The Role of Enterprise Architecture as a Management Tool
Joel Paredes-Gualtor, Oswaldo Moscoso-Zea, Sergio Luján-Mora
3rd International Conference on Information Systems and Computer Science (INCISCOS 2018), p. 306-311, Quito (Ecuador), November 14-16 2018. ISBN: 978-1-5386-7612-7. https://doi.org/10.1109/INCISCOS.2018.00051
(INCISCOS'18c)
Congreso internacional / International conference
Resumen
Today's business environment is suffering a constant change due to the emergence of new technologies. The changes go from the customer needs until how these needs are fulfilled by organizations and enterprises. This constant change force decision-makers to adapt to these new scenarios and overcome difficulties which are the only sure outcome of this evolution. Several directors and institutions have seen this new challenge and have developed tools, frameworks, guidelines, and good practices to help and support enterprise management. Frameworks such as Control Objectives for Information and Related Technologies (COBIT), Information Technology Infrastructure Library (ITIL), quality standards such as the one proposed by the European Foundation for Quality Management (EFQM) and systems such as the Balanced Scorecard (BSC) are widely spread through the world and are taught in higher education institutions.

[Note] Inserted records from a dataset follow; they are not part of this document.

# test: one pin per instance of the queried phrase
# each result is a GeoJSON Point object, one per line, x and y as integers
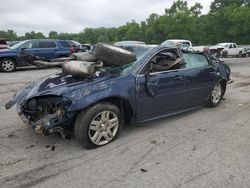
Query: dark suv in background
{"type": "Point", "coordinates": [3, 44]}
{"type": "Point", "coordinates": [44, 48]}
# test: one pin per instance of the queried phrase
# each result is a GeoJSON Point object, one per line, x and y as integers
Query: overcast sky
{"type": "Point", "coordinates": [73, 16]}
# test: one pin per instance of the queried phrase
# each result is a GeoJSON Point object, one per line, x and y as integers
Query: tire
{"type": "Point", "coordinates": [114, 54]}
{"type": "Point", "coordinates": [224, 54]}
{"type": "Point", "coordinates": [84, 56]}
{"type": "Point", "coordinates": [240, 54]}
{"type": "Point", "coordinates": [79, 51]}
{"type": "Point", "coordinates": [92, 129]}
{"type": "Point", "coordinates": [216, 95]}
{"type": "Point", "coordinates": [8, 65]}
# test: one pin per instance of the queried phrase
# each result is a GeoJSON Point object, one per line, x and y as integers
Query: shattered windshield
{"type": "Point", "coordinates": [18, 45]}
{"type": "Point", "coordinates": [117, 69]}
{"type": "Point", "coordinates": [222, 44]}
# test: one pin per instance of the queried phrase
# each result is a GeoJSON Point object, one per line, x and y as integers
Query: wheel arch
{"type": "Point", "coordinates": [224, 85]}
{"type": "Point", "coordinates": [9, 57]}
{"type": "Point", "coordinates": [123, 104]}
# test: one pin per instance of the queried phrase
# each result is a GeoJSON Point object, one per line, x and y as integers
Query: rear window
{"type": "Point", "coordinates": [3, 42]}
{"type": "Point", "coordinates": [65, 44]}
{"type": "Point", "coordinates": [47, 44]}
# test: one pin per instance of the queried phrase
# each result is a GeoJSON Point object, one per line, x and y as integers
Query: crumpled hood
{"type": "Point", "coordinates": [57, 84]}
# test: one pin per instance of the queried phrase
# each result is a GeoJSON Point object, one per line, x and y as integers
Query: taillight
{"type": "Point", "coordinates": [72, 49]}
{"type": "Point", "coordinates": [206, 50]}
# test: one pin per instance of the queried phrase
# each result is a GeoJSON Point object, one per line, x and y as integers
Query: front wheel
{"type": "Point", "coordinates": [8, 65]}
{"type": "Point", "coordinates": [98, 125]}
{"type": "Point", "coordinates": [216, 95]}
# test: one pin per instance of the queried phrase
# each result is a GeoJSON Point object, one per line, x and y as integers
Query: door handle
{"type": "Point", "coordinates": [178, 77]}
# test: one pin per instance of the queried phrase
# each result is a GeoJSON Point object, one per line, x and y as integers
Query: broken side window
{"type": "Point", "coordinates": [166, 60]}
{"type": "Point", "coordinates": [195, 60]}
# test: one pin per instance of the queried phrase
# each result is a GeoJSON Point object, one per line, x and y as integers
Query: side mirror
{"type": "Point", "coordinates": [148, 86]}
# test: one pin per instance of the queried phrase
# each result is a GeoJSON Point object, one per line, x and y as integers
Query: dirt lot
{"type": "Point", "coordinates": [203, 148]}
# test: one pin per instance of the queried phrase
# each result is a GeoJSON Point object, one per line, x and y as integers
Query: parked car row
{"type": "Point", "coordinates": [3, 44]}
{"type": "Point", "coordinates": [48, 49]}
{"type": "Point", "coordinates": [158, 82]}
{"type": "Point", "coordinates": [229, 49]}
{"type": "Point", "coordinates": [220, 49]}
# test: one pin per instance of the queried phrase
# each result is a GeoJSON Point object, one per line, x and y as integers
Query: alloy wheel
{"type": "Point", "coordinates": [103, 128]}
{"type": "Point", "coordinates": [216, 93]}
{"type": "Point", "coordinates": [8, 65]}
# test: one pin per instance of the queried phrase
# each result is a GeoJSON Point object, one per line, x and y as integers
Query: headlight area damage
{"type": "Point", "coordinates": [47, 115]}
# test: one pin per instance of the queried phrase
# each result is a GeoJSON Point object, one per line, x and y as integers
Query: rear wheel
{"type": "Point", "coordinates": [216, 95]}
{"type": "Point", "coordinates": [8, 65]}
{"type": "Point", "coordinates": [98, 125]}
{"type": "Point", "coordinates": [113, 54]}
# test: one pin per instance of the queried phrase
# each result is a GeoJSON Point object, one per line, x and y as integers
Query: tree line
{"type": "Point", "coordinates": [227, 21]}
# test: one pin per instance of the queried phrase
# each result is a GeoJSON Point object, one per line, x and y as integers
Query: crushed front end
{"type": "Point", "coordinates": [47, 114]}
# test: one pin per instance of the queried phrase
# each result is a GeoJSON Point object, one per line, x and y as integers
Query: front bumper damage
{"type": "Point", "coordinates": [47, 115]}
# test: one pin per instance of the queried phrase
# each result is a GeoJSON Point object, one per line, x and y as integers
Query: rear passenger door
{"type": "Point", "coordinates": [200, 79]}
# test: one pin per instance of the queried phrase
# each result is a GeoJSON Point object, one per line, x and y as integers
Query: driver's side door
{"type": "Point", "coordinates": [159, 93]}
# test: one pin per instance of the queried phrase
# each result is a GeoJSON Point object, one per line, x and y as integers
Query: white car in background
{"type": "Point", "coordinates": [229, 49]}
{"type": "Point", "coordinates": [185, 44]}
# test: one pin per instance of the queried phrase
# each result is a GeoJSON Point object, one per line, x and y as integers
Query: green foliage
{"type": "Point", "coordinates": [228, 20]}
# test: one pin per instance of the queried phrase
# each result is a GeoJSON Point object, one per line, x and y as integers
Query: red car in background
{"type": "Point", "coordinates": [3, 44]}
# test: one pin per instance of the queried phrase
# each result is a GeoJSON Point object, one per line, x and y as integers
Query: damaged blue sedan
{"type": "Point", "coordinates": [162, 81]}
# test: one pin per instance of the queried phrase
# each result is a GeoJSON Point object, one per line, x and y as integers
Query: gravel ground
{"type": "Point", "coordinates": [209, 147]}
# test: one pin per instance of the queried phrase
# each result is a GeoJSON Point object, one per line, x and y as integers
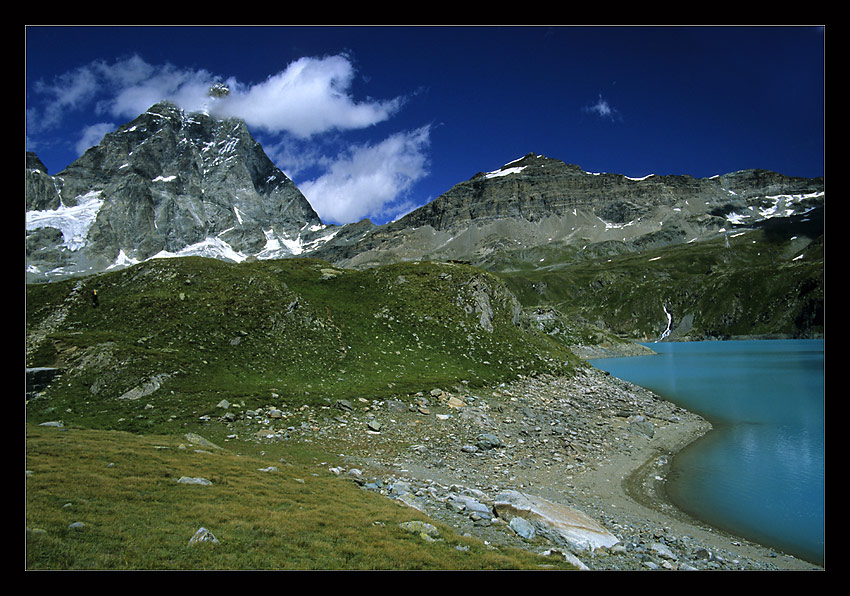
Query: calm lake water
{"type": "Point", "coordinates": [760, 472]}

Enterprise Architecture (EA), another well-known discipline, also assists in management as these other tools do. However, EA, as a discipline itself, is sometimes neither mentioned nor used within these other tools. These paper aims to analyze the role that EA plays by comparing it with the guidelines that other frameworks propose. The analysis that is done in this paper verifies if EA can be used at the same time with other frameworks or if they are not compatible. To answer that question, an analysis of the most important processes, good practices, perspectives and tools provided by each framework was performed.